The climax of this section is the first of John’s seven great “I AM” (ego eimi) sayings: “I am the bread of life; whoever comes to me shall not hunger, and whoever believes in me shall never thirst” (6:35). The statement is absolute and exclusive. Jesus does not say he gives bread; he says he is bread. He does not offer a way to satisfaction; he is satisfaction. The conditional promises – “whoever comes” and “whoever believes” – are open invitations, but the verses that follow introduce divine sovereignty: “All that the Father gives me will come to me” (6:37) and “No one can come to me unless the Father who sent me draws him” (6:44). The tension between human responsibility (“whoever comes”) and divine initiative (“the Father draws”) is not resolved in John’s Gospel; it is held together as a mystery that preserves both the urgency of human decision and the priority of divine grace.

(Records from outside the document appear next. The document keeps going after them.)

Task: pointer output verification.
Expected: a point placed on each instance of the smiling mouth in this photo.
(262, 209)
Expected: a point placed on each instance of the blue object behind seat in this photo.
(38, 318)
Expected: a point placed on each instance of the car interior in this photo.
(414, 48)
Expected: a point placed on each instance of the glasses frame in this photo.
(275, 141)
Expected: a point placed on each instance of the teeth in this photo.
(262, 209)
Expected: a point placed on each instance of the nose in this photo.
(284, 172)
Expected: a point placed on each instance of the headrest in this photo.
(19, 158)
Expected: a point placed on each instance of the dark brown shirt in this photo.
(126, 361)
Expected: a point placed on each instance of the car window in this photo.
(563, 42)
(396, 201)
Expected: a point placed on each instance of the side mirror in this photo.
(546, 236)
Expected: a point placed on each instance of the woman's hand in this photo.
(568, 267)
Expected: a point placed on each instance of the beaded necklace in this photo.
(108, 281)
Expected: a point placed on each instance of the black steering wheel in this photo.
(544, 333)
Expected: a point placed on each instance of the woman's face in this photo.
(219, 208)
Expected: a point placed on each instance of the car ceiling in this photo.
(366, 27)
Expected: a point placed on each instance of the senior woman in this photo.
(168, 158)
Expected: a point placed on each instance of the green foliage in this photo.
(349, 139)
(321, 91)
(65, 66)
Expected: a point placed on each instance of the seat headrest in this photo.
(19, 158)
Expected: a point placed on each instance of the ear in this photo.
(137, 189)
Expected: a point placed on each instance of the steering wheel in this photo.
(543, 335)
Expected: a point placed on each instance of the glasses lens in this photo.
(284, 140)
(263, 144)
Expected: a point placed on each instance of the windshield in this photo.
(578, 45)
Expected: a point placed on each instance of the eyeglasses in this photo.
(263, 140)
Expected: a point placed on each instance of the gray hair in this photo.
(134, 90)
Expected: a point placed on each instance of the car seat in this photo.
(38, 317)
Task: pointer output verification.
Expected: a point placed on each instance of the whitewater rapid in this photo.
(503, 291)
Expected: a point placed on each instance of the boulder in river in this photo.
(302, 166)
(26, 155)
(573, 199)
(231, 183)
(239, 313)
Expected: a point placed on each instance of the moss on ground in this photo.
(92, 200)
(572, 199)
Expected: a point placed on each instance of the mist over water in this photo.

Jesus closes this portion with a promise that grounds all of salvation in the will of the Father: “This is the will of him who sent me, that I should lose nothing of all that he has given me, but raise it up on the last day” (6:39). The security of the believer rests not on the strength of human faith but on the faithfulness of the Son to the Father’s will. What the Father gives, the Son keeps; what the Son keeps, no one can take.
Key Themes
- Signs and their meaning – The feeding and the sea-walking are not ends in themselves but signs pointing to Jesus’ identity as the divine provider and the bread of life
- The bread of life – Jesus claims to be the ultimate satisfaction of human hunger, surpassing the manna of Moses and the expectations of Israel
- Divine sovereignty and human responsibility – Coming to Jesus requires both the Father’s drawing and the individual’s believing, held together without resolution
Connections
- Old Testament Roots: Exodus 16 (the manna in the wilderness); Psalm 78:24 (“he gave them grain of heaven”); Job 9:8 (God treads on the waves of the sea); Deuteronomy 18:15 (the Prophet like Moses); Isaiah 55:1-2 (“come, buy bread without money”)
- New Testament Echoes: John 6:41-71 (the continuation of the Bread of Life discourse); 1 Corinthians 10:1-4 (spiritual food and drink in the wilderness); Revelation 2:17 (the hidden manna); John 10:28-29 (no one can snatch them from my hand)
- Parallel Passages: Matthew 14:13-33; Mark 6:30-52; Luke 9:10-17
Reflection Questions
- The crowd wanted Jesus to be king on their terms – a provider of bread and a political liberator. In what ways are we tempted to follow Jesus for what he gives us rather than for who he is?
- Jesus says, “This is the work of God, that you believe in the one whom he has sent.” How does this statement challenge both legalistic religion (which multiplies requirements) and passive religion (which demands nothing)?
- “I am the bread of life.” What does it mean practically to “feed on” Christ – not just to believe facts about him, but to find your deepest satisfaction in him?
Prayer
Lord Jesus, Bread of Life, you fed five thousand in the wilderness and walked upon the sea, yet we confess that we are often more interested in the bread than in the Baker. Forgive our shallow appetites. Teach us to labor not for food that perishes but for the food that endures to eternal life. Draw us to yourself by the Father’s grace, and hold us fast by your faithfulness, that nothing given to you may be lost. Satisfy our deepest hunger with yourself alone. Amen.